Cyber Threat Alert: Hardship Fund Scam

By: Synia Grimes
Last Updated: July 01, 2022


Date Released: 4/8/2022

 

 COVID-19 SUNY Hardship Fund Scam

 

Hello All:

 

Please proceed with caution if you receive an email with an attachment or a link to any University login page claiming to have information about COVID-19. Multiple Universities have been targeted in this way of late with themes and subject lines indicating that the University is sending you information regarding a COVID-19 variant like Omicron or your COVID-19 test results, when the actual goal is to steal your login credentials or infect your computer with a virus. The latest variation of this is an email claiming to provide information on benefits to assist SUNY employees and students affected by hardship. See the sample text below:

 

****Scam Email Sample Begin**** 

“The State University of New York has decided to assist all employees and students in getting through the current community hardship caused by the COVID-19 pandemic.

 

Beginning this week, on Wednesday, April 6, 2022, the State University of New York will provide up to $4,000 in financial assistance to all employees and students experiencing financial hardship as a result of the coronavirus pandemic.

 

To register successfully, visit the SUNY COVID-19 Benefits page and carefully follow all instructions, entering the most relevant information.

 

Through the COVID-19 Support program, Green Dot and the State University of New York are collaborating to provide assistance during the COVID-19 crisis.

 

Providing assistance to our employees, students, and community is critical during these trying times.

 

With sincere gratitude,

 

Samuel Arrevillaga   (NOTE! Not a real SUNY student or employee)

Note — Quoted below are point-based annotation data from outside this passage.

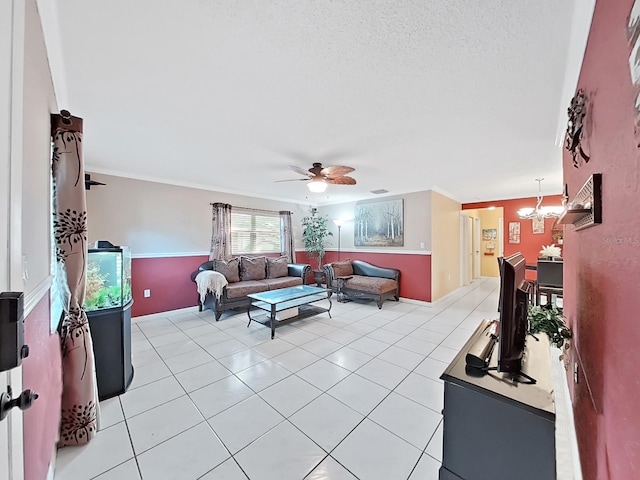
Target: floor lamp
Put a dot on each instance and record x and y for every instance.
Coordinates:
(339, 223)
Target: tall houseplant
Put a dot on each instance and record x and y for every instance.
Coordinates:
(314, 234)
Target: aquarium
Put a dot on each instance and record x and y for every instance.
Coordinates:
(108, 278)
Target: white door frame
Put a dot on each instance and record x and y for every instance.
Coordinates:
(12, 30)
(466, 249)
(477, 245)
(501, 236)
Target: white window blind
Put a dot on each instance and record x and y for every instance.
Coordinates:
(255, 232)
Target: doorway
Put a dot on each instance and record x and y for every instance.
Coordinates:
(488, 240)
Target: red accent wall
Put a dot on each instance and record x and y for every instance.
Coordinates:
(602, 263)
(42, 373)
(415, 270)
(168, 278)
(530, 244)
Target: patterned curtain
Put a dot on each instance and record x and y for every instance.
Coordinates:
(286, 236)
(221, 232)
(79, 388)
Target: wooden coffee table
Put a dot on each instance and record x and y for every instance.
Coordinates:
(276, 301)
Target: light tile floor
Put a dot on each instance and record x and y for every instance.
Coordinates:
(357, 396)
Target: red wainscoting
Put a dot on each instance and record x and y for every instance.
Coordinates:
(42, 373)
(602, 263)
(168, 278)
(530, 244)
(415, 269)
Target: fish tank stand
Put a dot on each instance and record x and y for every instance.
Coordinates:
(111, 335)
(108, 304)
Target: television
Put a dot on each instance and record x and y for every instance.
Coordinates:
(513, 307)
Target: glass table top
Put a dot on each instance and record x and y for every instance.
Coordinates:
(285, 294)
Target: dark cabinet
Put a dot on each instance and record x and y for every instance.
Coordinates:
(495, 428)
(108, 306)
(111, 335)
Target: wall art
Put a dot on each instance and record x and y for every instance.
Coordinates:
(538, 226)
(489, 234)
(379, 224)
(514, 232)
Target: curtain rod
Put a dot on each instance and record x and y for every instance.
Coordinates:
(248, 209)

The State University of New York.

COVID-19 Support Program”

****Scam Email Sample End**** 

 

 

What can you do about it if you receive one of these emails?

  1. Always verify that an email is legitimate prior to clicking on a link or opening an attachment by reviewing any potential red flags or checking directly with the sender through previously established communication channels. Check the Stronger Together website for the latest University COVID-19 guidance.

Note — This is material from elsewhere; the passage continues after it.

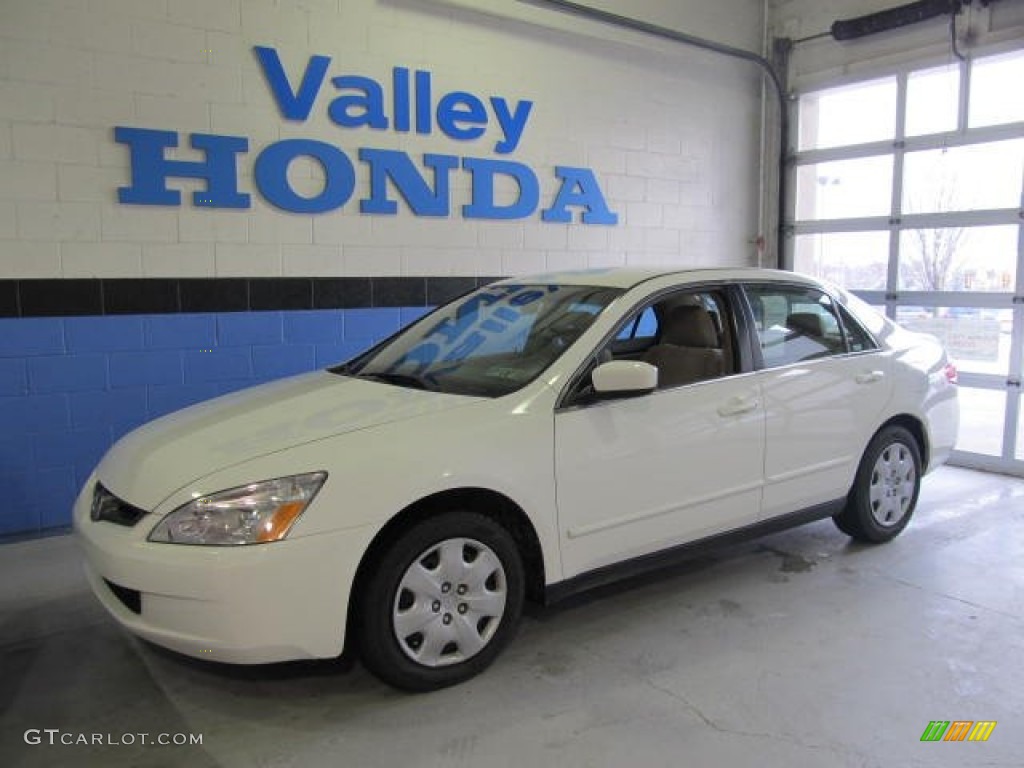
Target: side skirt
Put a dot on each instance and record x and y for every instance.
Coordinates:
(646, 563)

  2. Forward suspicious emails to phishbowl@stonybrook.edu.

  3. Flag the message as phishing. The method for doing so varies slightly depending upon what email system you are on. If using Google, it’s as easy as pressing the three dots next to the reply button and choosing “Report Phishing.” 

 

If you fall victim to one of these scams, do not panic. Instead, immediately change your NetID password and open a ticket for further assistance via https://service.stonybrook.edu

 

Thank you for your diligence and attention to this matter.